Throughout her year as Miss USA, Tara traveled all over the U.S. working with various breast and ovarian cancer charities and working with the United Service Organization (USO), lending her support to service men and women all over the world. She appeared on Lifetime’s hit show, “Project Runway,” competed at the Miss Universe pageant in Los Angeles (where she placed 4th runner up!) and made red carpet appearances at special events all over the United States. She resided with Miss Teen USA and Miss Universe in a Trump apartment in New York City.
In December of 2006, Tara made headlines when she tested positive for cocaine. Her employers at the time, Donald Trump and the Miss Universe Organization, sent Conner to the Caron Treatment Center where she completed 30 days of treatment.
After crowning the new Miss USA in Los Angeles, Tara decided stay in Los Angeles to pursue her career in modeling and hosting.
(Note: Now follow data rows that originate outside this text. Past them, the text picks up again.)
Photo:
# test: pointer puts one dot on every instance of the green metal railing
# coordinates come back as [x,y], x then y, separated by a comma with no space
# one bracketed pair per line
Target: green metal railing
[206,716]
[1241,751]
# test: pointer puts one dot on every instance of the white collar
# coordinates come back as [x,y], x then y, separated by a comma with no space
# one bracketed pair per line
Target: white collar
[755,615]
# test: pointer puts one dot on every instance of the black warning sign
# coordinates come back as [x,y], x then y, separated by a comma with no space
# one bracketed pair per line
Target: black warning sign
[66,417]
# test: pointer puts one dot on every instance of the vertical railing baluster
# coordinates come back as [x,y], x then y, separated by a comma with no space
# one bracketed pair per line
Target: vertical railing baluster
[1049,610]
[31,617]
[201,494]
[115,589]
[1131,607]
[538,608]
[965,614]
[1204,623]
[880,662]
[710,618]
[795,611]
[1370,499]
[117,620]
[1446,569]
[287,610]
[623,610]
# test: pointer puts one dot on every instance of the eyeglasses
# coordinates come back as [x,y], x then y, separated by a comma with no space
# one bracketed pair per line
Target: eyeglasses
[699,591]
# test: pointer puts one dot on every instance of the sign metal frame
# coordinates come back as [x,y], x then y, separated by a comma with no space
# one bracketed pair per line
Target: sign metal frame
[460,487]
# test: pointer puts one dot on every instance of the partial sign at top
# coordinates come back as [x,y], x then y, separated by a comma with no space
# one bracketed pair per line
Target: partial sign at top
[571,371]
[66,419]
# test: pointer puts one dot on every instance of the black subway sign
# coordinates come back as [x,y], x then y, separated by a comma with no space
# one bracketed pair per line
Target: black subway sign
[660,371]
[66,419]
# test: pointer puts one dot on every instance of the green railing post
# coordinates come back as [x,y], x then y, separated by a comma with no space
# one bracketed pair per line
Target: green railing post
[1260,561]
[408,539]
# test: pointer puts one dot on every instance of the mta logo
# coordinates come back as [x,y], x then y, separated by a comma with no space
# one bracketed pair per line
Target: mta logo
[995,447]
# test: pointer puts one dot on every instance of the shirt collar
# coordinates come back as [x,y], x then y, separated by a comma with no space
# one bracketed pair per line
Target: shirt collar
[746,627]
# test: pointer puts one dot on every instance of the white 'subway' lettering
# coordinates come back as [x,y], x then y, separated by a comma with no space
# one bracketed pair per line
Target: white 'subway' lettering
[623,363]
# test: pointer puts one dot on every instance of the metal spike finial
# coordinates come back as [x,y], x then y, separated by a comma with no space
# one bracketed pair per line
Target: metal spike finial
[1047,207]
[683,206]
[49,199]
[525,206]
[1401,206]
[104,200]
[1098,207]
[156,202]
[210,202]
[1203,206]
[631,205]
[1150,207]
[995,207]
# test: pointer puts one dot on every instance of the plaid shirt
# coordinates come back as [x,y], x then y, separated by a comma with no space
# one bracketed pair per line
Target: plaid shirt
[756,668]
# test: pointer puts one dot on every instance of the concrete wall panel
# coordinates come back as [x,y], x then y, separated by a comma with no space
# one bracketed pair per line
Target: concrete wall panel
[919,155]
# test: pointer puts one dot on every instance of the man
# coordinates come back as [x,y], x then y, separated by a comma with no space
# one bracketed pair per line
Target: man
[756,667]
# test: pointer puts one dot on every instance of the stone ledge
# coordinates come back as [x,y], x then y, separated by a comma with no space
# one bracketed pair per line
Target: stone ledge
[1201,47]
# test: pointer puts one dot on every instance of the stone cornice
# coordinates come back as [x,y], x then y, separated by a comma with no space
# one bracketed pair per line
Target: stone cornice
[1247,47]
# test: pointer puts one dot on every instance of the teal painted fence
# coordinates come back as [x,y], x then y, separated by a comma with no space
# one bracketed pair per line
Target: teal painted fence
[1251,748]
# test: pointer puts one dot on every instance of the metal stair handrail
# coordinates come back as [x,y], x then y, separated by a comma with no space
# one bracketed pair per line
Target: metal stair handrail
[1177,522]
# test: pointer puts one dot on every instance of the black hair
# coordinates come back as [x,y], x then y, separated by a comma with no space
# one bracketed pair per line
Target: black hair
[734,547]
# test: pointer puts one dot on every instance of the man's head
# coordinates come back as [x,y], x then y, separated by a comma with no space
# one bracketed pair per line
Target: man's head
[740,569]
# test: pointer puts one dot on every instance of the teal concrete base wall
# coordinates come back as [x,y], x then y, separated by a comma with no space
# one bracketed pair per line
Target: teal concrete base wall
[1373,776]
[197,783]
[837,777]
She has hosted on several networks from E! to MTV, and has appeared on shows like Pageant Place, The Girls of Hedsor Hall, and Pretty Smart.
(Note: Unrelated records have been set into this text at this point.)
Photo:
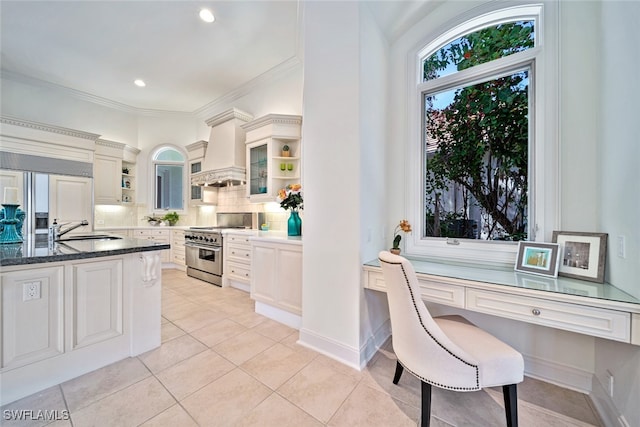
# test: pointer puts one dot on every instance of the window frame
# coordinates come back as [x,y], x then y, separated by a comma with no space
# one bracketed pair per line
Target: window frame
[543,148]
[152,176]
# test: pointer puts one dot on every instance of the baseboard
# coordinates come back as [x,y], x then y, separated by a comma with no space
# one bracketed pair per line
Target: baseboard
[558,374]
[372,344]
[279,315]
[349,356]
[604,405]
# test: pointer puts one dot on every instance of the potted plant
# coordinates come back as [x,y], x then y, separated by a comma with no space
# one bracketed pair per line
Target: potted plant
[171,218]
[397,237]
[153,220]
[290,198]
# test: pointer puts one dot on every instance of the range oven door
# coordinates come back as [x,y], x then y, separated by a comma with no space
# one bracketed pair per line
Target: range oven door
[204,262]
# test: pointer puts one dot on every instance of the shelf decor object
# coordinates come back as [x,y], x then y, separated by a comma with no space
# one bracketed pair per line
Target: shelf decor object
[582,255]
[538,258]
[294,224]
[11,217]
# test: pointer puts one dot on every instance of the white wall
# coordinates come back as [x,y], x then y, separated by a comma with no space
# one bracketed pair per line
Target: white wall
[374,149]
[598,176]
[619,156]
[331,179]
[52,105]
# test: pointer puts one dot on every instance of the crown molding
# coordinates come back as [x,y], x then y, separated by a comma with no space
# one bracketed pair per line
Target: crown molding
[8,120]
[131,149]
[230,98]
[225,116]
[94,99]
[110,144]
[282,119]
[196,145]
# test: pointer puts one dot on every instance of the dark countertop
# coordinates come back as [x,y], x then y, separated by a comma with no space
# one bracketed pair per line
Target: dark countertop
[38,250]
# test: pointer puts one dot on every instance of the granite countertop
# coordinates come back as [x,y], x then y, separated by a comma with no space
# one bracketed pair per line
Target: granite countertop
[38,250]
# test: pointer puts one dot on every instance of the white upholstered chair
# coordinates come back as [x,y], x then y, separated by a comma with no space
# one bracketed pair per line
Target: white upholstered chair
[448,351]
After her very public struggle with addiction, She has shared her experience with audiences all over the United States, and hopes to raise awareness that addiction is a disease, and that many people who have struggled with this disease can go on to lead healthy, productive lives in recovery. She also wants educators, families, and professionals to know that sobriety at an early age is achievable, and that it greatly enhances life's possibilities.